Bug 206128

Summary: vmstat -z is truncated when stdout is not terminal
Product: Base System Reporter: Jan Beich <jbeich>
Component: binAssignee: Phil Shafer <phil>
Status: Closed FIXED    
Severity: Affects Some People CC: allanjude, fk, markj, ngie, phil, rodrigc
Priority: --- Keywords: regression
Version: CURRENT   
Hardware: Any   
OS: Any   
Attachments:
Description Flags
vmstat: Prevent output truncation when piping zone statistics
none
File created with "script vmstat-working vmstat -z"
none
File created with "script vmstat-not-working sh -c 'vmstat -z | cat'" none

Description Jan Beich freebsd_committer freebsd_triage 2016-01-11 10:01:53 UTC
After base r291090 non-libxo output for -z option is unreliable.

$ vmstat -z | wc -l
     113

$ vmstat -z | tail -3
16384:                16384,      0,       6,       6,  368241,   0,   0
16384:                16384,      0,       1,       5,    1088,   0,   0
32768:         

$ script -q vmstat.out vmstat -z
[snipped]

$ wc -l vmstat.out
     326 vmstat.out

$ fgrep -m1 32768: vmstat.out
32768:                32768,      0,       0,       0,       0,   0,   0
Comment 1 Jan Beich freebsd_committer freebsd_triage 2016-01-11 10:29:17 UTC
Only happens with MALLOC_CONF=junk:false, see malloc(3) and MALLOC_PRODUCTION.
Comment 2 Mark Johnston freebsd_committer freebsd_triage 2016-01-15 18:00:43 UTC
I've noticed this too, but only on some of my systems.
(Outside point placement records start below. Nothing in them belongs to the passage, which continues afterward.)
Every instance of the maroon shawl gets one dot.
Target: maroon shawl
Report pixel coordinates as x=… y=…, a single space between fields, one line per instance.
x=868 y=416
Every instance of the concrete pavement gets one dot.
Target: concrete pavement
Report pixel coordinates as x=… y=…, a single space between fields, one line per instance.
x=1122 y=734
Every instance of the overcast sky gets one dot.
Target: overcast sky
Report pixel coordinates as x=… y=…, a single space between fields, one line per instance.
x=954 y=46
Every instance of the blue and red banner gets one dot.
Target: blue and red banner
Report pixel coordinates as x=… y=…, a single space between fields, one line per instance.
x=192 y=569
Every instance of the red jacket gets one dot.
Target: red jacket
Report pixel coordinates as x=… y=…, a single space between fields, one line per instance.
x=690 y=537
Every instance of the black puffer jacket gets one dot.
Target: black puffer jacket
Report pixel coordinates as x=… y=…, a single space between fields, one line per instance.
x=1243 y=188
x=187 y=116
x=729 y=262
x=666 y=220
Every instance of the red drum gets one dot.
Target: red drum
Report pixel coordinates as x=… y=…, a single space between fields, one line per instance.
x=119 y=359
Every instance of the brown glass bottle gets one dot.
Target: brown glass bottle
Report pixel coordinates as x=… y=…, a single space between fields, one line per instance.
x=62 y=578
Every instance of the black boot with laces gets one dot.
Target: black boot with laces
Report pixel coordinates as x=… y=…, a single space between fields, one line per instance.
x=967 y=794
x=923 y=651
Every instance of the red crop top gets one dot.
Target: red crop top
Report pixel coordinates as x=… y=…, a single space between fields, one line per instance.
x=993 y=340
The output ends in the same place, i.e., after we start printing the 32KB malloc bucket stats. It does not occur if vmstat's stdout is a terminal.

I haven't dug into this very deeply yet, but I noticed that removing the field width for the zone name makes the problem go away:

1528                 xo_open_instance("zone");
1529                 xo_emit("{d:name/%-20s}{ke:name/%s} {:size/%6" PRIu64 "}, "
1530                         "{:limit/%6" PRIu64 "},{:used/%8" PRIu64 "},"
1531                         "{:free/%8" PRIu64 "},{:requests/%8" PRIu64 "},"
1532                         "{:fail/%4" PRIu64 "},{:sleep/%4" PRIu64 "}\n", name,

So this seems like a libxo bug.
Comment 3 Fabian Keil 2016-05-22 15:04:24 UTC
Created attachment 170546 [details]
vmstat: Prevent output truncation when piping zone statistics

The attached patch works around the issue by frequently calling xo_flush().
Comment 4 Enji Cooper freebsd_committer freebsd_triage 2016-05-22 18:24:28 UTC
Adding phil@ for feedback on unexpected behavior with libxo not flushing quickly when the buffer is full.
Comment 5 Phil Shafer freebsd_committer freebsd_triage 2016-05-22 18:52:33 UTC
I'll take a look tonight.

Thanks,
 Phil
Comment 6 Phil Shafer freebsd_committer freebsd_triage 2016-05-22 19:06:43 UTC
No luck reproducing this, even with MALLOC_CONF=junk:false.  I'll dig more later tonight.  What grn are you seeing this at?

Thanks,
 Phil
Comment 7 Fabian Keil 2016-05-26 09:47:52 UTC
After reverting the patch again, I still see the problem with
a system based on 11-CURRENT r300376.

You could try running:

while vmstat -z | wc -c; do sleep 60; done

and wait until it prints 8192 which indicates a truncation.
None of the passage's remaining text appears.